Qual è il problema? Le pratiche legate alla ricerca di nuovi giacimenti di fonti fossili e più precisamente la tanto criticata tecnica dell’air gun. Si tratta di un sistema per identificare i depositi di idrocarburi offshore che genera onde d’urto sparando bolle di aria compressa nell’acqua: la riflessione di queste onde permette di analizzare la struttura dei fondali marini.

 

Per cercare un giacimento sottomarino sono impiegate decine di air gun, a una profondità di 5-10 metri, producendo violente detonazioni ogni 10-15 secondi in modo continuato e per settimane. Queste attività hanno effetti ben precisi sulla fauna marina, invertebrati in primis, come fa notare lo stesso Ministero dell’Ambinete nel rapporto di valutazione 2018. Ma, come spiega Greenpeace nel rapporto “Troppo rumor per nulla”, il proponente avrebbe considerato trascurabili le conseguenze di questo “bombardamento”. 

 

“Ci sono Paesi che hanno vietato la ricerca, e quindi l’estrazione, di nuovi giacimenti fossili nei loro mari – dichiara Alessandro Giannì, Direttore delle Campagne di Greenpeace Italia – Ultima in tal senso la Nuova Zelanda, che sta rinunciando a riserve infinitamente più consistenti di quelle presenti sotto i nostri fondali, pur di proteggere questi ecosistemi, il clima e ogni altra attività economica legata al mare e potenzialmente danneggiata dal petrolio.
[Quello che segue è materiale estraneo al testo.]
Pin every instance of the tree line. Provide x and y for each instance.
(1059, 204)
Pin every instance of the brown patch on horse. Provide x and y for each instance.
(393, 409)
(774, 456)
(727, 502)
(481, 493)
Cosa aspetta l’Italia a darsi un indirizzo conseguente con gli impegni presi in sedi internazionali come l’Accordo di Parigi?”

 

I danni all’ecosistema colpirebbero diverse specie animali e vegetali (tonni, pesci spada, squali, mobule, cetacei, tartarughe caretta), impattando anche habitat di profondità con organismi come coralli e spugne. Secondo l’associazione la richiesta da parte di Edison per sondare i fondali sarebbe lacunosa e proprio per questo l’associazione presenterà le sue osservazioni nel merito al Ministero dell’Ambiente e della Tutela del Territorio e del Mare, per chiedere che questi meccanismi estrattivi cessino in queste acque. Questione viva in altri Paesi che hanno deciso di porre un limite alle attività estrattive.